Developmental Venous Anomalies


Introduction

Developmental venous anomalies (DVAs) are rare, usually asymptomatic congenital cerebrovascular malformations consisting of a radial network of medullary veins draining into a dilated central channel. Originally called venous angiomas, DVAs are functional variants of normal venous anatomy that drain brain parenchyma, which is better described by the DVA nomenclature . DVAs have a 2.5% incidence in postmortem studies and are the most common developmental vascular malformation . There are no known genetic risk factors, but DVAs are associated with cavernous malformations . Up to 33% of patients with DVAs are comorbid for cavernous malformations . If a DVA possesses features of other vascular anomalies, it is considered a “mixed” vascular malformation .

DVAs are thought to be congenital remnants of fetal venous vasculature. They likely arise due to an arrest of venous development and persistence of fetal medullary veins and the large collecting trunk into which they drain during 6–12 weeks of gestation . Venous drainage of the brain parenchyma can be conceptualized as two primary cortical periependymal routes consisting of superficial pial veins and deep medullary veins . DVAs serve as the sole venous drainage for regions of brain tissue that lack pial or medullary venous drainage, draining into normal collecting veins outside of the parenchyma . It has been proposed that recurrent subclinical microhemorrhages from a DVA can promote angiogenesis and predispose the patient to cavernous malformations .

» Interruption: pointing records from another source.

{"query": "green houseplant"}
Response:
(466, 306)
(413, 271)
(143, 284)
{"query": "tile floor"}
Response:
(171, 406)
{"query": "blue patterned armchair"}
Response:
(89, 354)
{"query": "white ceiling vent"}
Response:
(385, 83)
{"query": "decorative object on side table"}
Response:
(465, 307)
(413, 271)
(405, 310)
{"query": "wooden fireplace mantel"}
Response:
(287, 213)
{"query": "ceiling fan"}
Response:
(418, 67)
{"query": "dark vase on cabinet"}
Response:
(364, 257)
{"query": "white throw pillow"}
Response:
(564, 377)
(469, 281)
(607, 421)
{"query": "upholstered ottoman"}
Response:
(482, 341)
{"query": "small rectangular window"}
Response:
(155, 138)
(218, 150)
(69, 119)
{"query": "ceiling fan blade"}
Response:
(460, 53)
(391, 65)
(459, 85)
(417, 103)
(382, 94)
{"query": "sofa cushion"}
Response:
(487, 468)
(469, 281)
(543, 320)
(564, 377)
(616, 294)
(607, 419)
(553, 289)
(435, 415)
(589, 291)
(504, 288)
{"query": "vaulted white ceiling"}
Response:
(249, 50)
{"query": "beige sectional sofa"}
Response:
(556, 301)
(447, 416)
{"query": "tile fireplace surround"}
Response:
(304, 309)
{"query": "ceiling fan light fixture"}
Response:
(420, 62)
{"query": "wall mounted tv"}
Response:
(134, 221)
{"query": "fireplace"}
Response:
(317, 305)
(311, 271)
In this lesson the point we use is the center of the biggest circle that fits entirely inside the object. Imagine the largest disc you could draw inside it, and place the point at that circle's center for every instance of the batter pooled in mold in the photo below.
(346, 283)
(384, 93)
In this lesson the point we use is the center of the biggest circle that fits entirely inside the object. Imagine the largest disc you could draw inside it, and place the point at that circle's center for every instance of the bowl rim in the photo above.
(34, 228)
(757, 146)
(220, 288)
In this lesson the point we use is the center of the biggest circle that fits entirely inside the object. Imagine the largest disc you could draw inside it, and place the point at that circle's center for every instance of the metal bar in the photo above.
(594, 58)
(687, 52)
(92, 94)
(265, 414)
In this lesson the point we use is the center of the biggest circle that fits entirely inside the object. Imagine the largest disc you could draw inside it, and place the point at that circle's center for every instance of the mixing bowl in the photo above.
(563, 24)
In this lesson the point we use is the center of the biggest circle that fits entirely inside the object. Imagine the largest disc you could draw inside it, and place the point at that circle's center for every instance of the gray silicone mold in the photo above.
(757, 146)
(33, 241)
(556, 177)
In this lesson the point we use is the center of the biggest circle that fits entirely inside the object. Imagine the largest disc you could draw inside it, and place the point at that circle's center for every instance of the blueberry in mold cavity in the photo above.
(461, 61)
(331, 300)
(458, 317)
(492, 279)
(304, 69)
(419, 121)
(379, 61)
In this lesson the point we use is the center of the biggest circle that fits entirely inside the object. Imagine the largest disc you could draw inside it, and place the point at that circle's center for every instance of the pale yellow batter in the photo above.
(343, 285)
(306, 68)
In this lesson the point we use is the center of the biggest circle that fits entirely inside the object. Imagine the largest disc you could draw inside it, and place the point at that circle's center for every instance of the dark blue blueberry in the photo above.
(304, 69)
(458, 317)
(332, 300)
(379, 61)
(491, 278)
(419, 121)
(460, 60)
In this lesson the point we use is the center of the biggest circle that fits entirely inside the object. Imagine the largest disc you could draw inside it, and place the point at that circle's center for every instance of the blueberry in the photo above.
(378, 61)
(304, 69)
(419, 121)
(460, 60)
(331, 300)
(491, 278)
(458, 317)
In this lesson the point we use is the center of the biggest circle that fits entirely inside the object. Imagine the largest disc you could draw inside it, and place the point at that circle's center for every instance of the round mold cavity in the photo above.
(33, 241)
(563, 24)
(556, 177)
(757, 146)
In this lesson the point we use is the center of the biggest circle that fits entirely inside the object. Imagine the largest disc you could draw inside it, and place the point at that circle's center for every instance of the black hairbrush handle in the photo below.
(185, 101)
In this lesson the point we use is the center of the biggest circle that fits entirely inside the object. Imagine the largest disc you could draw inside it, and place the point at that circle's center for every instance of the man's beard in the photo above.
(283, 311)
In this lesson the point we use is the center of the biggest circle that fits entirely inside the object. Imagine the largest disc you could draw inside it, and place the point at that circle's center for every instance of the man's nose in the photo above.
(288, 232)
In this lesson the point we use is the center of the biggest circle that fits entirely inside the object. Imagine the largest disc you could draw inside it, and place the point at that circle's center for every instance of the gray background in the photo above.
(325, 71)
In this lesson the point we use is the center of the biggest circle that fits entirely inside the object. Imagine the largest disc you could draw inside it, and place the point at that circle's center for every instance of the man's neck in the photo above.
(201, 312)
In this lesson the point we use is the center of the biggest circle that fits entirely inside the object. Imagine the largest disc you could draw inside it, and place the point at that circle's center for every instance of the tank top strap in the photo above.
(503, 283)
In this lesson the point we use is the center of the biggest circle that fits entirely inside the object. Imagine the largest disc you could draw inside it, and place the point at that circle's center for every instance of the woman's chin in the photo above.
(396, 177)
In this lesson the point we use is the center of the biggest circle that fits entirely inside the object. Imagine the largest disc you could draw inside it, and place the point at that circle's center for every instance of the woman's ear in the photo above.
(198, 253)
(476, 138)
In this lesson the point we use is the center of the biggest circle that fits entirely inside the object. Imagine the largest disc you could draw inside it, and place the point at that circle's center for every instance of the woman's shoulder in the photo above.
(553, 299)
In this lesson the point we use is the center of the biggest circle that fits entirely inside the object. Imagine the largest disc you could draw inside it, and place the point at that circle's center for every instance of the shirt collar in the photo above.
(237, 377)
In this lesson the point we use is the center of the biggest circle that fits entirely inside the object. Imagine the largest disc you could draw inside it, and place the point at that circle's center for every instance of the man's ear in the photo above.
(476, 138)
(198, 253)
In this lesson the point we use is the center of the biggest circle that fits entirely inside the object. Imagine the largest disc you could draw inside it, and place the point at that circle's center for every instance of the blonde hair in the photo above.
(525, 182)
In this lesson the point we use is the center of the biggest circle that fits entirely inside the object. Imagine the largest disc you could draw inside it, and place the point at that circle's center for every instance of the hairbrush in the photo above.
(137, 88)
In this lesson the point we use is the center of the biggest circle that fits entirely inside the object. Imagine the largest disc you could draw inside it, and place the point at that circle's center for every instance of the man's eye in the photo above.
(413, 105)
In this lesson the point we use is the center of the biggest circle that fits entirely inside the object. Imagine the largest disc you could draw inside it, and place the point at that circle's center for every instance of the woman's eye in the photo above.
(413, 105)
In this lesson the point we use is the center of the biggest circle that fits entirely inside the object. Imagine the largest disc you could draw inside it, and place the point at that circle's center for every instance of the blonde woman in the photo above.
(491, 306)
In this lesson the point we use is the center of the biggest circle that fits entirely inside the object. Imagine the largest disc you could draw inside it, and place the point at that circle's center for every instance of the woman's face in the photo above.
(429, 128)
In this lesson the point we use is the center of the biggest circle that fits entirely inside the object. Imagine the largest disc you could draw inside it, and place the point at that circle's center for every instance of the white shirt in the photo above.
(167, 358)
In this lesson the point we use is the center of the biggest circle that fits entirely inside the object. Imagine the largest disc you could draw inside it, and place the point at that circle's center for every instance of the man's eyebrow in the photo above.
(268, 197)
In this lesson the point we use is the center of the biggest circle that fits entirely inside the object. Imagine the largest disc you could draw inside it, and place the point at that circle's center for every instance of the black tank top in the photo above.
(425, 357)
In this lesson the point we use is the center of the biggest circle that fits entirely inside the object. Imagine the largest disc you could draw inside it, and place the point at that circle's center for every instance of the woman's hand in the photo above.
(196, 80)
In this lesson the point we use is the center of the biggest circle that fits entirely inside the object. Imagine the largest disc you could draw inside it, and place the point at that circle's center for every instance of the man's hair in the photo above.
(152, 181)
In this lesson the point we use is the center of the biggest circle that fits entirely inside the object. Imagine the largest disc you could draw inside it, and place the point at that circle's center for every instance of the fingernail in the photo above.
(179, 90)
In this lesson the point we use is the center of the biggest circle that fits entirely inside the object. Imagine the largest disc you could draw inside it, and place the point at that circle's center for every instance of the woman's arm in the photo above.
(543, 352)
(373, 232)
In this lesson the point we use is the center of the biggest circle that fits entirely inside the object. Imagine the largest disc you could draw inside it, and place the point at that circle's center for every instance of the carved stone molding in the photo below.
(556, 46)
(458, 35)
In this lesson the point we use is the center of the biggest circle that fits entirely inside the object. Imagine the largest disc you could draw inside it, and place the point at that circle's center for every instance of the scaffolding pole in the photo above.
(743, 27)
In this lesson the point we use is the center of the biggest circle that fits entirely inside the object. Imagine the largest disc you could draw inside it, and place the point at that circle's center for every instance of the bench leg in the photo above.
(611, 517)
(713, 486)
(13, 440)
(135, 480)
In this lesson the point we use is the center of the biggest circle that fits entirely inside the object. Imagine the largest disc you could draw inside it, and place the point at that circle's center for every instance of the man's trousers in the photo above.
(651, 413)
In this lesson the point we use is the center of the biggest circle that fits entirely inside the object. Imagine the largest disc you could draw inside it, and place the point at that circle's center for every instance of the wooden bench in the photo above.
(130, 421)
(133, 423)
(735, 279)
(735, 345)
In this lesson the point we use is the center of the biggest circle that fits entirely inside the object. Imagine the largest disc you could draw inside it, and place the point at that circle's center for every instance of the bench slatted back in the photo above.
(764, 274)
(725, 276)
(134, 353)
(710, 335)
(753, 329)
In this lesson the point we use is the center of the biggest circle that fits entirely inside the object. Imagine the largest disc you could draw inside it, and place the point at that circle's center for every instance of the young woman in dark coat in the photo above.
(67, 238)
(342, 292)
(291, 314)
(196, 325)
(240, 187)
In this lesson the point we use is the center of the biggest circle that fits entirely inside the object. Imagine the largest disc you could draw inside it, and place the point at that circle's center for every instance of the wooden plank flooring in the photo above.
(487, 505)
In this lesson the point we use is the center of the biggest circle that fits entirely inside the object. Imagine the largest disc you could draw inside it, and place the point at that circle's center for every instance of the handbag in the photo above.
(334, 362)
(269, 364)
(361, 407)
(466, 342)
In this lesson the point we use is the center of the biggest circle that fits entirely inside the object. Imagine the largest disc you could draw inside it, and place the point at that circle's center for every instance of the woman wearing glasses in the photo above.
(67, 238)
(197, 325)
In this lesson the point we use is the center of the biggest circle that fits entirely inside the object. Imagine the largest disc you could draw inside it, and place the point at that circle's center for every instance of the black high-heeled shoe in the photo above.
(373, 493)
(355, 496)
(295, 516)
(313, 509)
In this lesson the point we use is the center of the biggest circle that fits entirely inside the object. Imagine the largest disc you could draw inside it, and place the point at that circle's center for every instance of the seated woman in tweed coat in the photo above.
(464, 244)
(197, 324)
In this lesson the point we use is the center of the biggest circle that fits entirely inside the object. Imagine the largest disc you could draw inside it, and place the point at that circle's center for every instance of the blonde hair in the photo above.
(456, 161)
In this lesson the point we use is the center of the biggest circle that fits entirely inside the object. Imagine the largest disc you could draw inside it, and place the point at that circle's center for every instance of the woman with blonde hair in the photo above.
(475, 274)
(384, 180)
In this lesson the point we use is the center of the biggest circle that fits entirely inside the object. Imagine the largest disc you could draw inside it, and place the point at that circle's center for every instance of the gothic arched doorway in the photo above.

Radiopathological Characteristics

The characteristic caput medusae (so called because of its resemblance to the head of the Greek god, Medusa) appearance of a DVA can be seen using contrast angiography ( Fig. 96.1A–B ) . DVAs consist of thin-walled, dilated medullary veins draining into a large central trunk lacking a smooth muscle or elastic layer and without direct arterial supply . The collecting vein can be identified by contrast-enhanced computed tomography (CT) ( Fig. 96 1C–D ), but is best visualized using gadolinium-enhanced magnetic resonance imaging (MRI) ( Fig. 96.1E–H ), which would demonstrate trans-cerebral linear flow voids with radial extensions on T2 sequences . Magnetic resonance (MR) angiography is particularly useful for identifying associated malformations, such as cavernous malformations, which typically appear in close proximity to the DVA . Diagnostic cerebral angiography is typically not applied for further characterization of lesions identified on CT or MR, especially since the associated cavernoma is angiographically occult.

Figure 96.1, (A) Lateral projection and (B) anterior–posterior projection of digital subtraction angiography (DSA) of a left parietal DVA ( arrow ) with several feeders draining into a central vein as in a caput medusa. (C) Axial and (D) coronal head computed tomography angiography (CTA) of a DVA in the posterior fossa with dem onstration of the multiple feeders (arrowheads) draining into a precerebellar vein (arrow ). (E) Coronal and (F) sagittal slices of gadolinium-enhanced magnetic resonance imaging (MRI) demonstrating the same precerebellar DVA. (G) and (H) Serial axial slices demonstrating multiple venous feeders supplying a central draining vein in a left frontal DVA ( arrow ).